Zehn Jahre Facebook-Fahndung: Polizei Hannover bahnt den Weg
Es war quasi die mediale Ankunft der Polizei im 21. Jahrhundert: Der erste Facebook-Account zu Fahndungszwecken - die Fortsetzung der ZDF Sendung "Aktenzeichen XY... ungelöst" in sozialen Netzwerken.
Die Initiative ging von zwei Männern aus: dem damaligen Polizeipräsidenten der Polizeidirektion Hannover, Uwe Binias, und seinem Pressesprecher Stefan Wittke. "Wir waren damals als Behörde ziemlich innovativ, mit dem Bürger ins Gespräch zu kommen", sagt Binias. "Ich kann mich gut erinnern, dass ich im Lagezentrum gesessen und als Polizeipräsident live Fragen der Bürgerinnen und Bürger beantwortet habe."
Social-Media-Fahndung ist heute Standard
Seit damals ist die Fahndung mithilfe von Facebook - und später auch Twitter und Instagram - Standard bei der Polizei. Landesweit gibt es rund 100 Social-Media-Accounts in den Inspektionen zwischen Lüneburg und Göttingen. Seit 2012 - diese Zahl ist erfasst - wurden 1.248 Fahndungen veröffentlicht. Für Landespolizeipräsident Axel Brockmann ist das im Rückblick eine Erfolgsgeschichte, wie er dem NDR sagte: "Es war eine wegweisende Entscheidung, die sozialen Medien aktiv mit zu nutzen. Wir sind eine bürgernahe Polizei und deshalb wollen wir selbstverständlich genau da präsent sein, wo sich eine Vielzahl der Bürgerinnen und Bürger aufhält."
Viele Beispiele für erfolgreiche Fahndungen
Zwar wird keine offizielle Erfolgsbilanz geführt, doch Beispiele für gelungene Ermittlungen gebe es viele. Etwa als man kürzlich nach zwei achtjährigen Kindern suchte, die im Raum Osnabrück als vermisst gemeldet worden waren.

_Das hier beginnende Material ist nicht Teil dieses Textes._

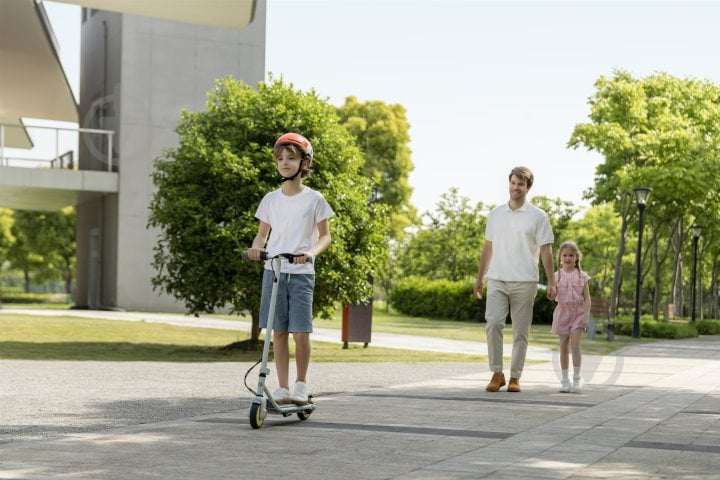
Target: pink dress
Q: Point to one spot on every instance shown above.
(570, 311)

Die entscheidenden Hinweise kamen von Menschen, die Facebook verfolgt hatten.
Soziale Netzwerke ermöglichen schnelle Suche
Eine wichtige Rolle spielt die Facebook-Fahndung bei der zeitnahen Suche nach Zeugen. Etwa wenn nachts eine Tankstelle überfallen wurde oder wenn, wie ganz aktuell in Hannover, Obdachlosen mit ätzender Flüssigkeit gefüllte Wodka-Flaschen in die Hand gedrückt werden. Es geht immerhin um den Verdacht einer gefährlichen Körperverletzung.
Internationaler Erfolg für Konzept aus Hannover
Dass man vor Ort in Hannover mit dem Facebook-Konzept auf Sicht Erfolg haben würde, damit hatten Ex-Polizeipräsident Binias und Sprecher Wittke gerechnet - nicht aber mit der großen Nachfrage bei Polizeibehörden landauf landab. Wittke reiste damals quer durch die Republik, um das Konzept vorzustellen, auch zum Bundeskriminalamt. Interesse kam auch aus dem Ausland - die Hannoveraner gaben Interviews im japanischen und russischen Fernsehen und hielten Vorträge in Luxemburg.

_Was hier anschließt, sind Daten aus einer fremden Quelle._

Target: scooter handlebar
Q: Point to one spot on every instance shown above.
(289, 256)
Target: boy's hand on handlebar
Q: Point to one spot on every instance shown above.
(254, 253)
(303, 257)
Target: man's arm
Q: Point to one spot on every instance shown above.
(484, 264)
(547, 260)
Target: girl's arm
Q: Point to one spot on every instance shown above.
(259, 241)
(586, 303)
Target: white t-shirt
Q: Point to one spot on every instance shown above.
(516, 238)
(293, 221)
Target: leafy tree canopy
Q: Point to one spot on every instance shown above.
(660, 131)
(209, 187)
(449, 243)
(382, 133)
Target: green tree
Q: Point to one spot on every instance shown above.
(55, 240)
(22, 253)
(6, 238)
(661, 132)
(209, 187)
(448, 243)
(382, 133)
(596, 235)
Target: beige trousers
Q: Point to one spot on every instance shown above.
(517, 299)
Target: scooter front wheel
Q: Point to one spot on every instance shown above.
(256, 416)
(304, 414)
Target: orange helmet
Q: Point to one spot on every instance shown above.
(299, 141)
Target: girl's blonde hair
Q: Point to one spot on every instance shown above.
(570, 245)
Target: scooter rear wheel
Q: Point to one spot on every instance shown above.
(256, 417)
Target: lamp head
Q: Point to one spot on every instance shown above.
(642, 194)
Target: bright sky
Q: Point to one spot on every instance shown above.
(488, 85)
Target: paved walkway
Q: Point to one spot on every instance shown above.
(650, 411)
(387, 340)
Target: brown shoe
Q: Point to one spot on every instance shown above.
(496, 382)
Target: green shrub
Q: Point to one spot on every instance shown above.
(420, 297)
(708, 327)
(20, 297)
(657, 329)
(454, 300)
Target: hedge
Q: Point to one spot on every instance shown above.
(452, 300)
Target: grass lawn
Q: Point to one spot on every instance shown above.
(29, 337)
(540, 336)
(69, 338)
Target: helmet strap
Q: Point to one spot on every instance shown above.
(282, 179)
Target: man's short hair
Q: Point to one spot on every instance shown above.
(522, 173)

Massive Kritik an Datenspeicherung auf Facebook-Servern
Zur Wahrheit gehört allerdings auch, dass das Konzept im Jahr nach der Gründung in schweres Wetter geraten war, zwischenzeitlich sogar kurzfristig auf Eis gelegt wurde. Der Grund: Die Fahndungsdaten, vor allem die Fahndungsfotos, wurden zunächst auf den Servern des Internetgiganten Facebook in den USA gespeichert - abrufbar für jedermann auf unbestimmte Zeit. Besonders problematisch, wenn sich der Mensch, nach dem gefahndet wurde, zwischenzeitlich als unschuldig erwiesen hat. Nicht nur für Datenschützer eine Horrorvorstellung. Denn die Speicherung solcher Dateien - und vor allem deren Löschung - unterliegen hierzulande strengen gesetzlichen Vorschriften.

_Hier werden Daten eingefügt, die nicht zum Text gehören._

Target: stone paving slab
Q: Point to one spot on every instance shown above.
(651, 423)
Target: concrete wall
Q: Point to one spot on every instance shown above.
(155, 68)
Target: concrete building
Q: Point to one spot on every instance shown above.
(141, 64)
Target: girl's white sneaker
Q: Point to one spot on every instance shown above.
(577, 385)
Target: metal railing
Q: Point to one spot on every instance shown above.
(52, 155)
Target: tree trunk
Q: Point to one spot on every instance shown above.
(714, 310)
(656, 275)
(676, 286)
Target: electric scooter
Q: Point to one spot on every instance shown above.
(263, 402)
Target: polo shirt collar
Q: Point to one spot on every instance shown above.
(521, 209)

LKA übernimmt Datensicherung für örtliche Polizei
Das Landeskriminalamt (LKA) in Hannover übernahm daraufhin die Datenspeicherung und damit die Federführung bei der Fahndung und arbeitet dabei seither eng mit den örtlichen Polizeibehörden zusammen. Landespolizeipräsident Axel Brockmann sieht das Konzept der Fahndung per Facebook und Co. deshalb auf gesicherter rechtlicher Grundlage. Schließlich müssten bei solchen Ermittlungen Richter beziehungsweise Staatsanwälte zuvor grünes Licht geben.
Datenschützer halten an Einschätzung fest
Die Kritiker aber werden nicht müde. Zu ihnen gehört die niedersächsische Datenschutzbeauftragte Barbara Thiel. Sie beklagt die "datenschutzwidrigen Verhältnisse" bei sozialen Netzwerken und verlangt von Behörden und Ämtern Einfluss zu nehmen: Wenn aber nicht einmal öffentliche Stellen Konsequenzen zögen, "dann wird auch kein bedeutender Änderungsdruck" auf die Betreiber der Netzwerke ausgeübt.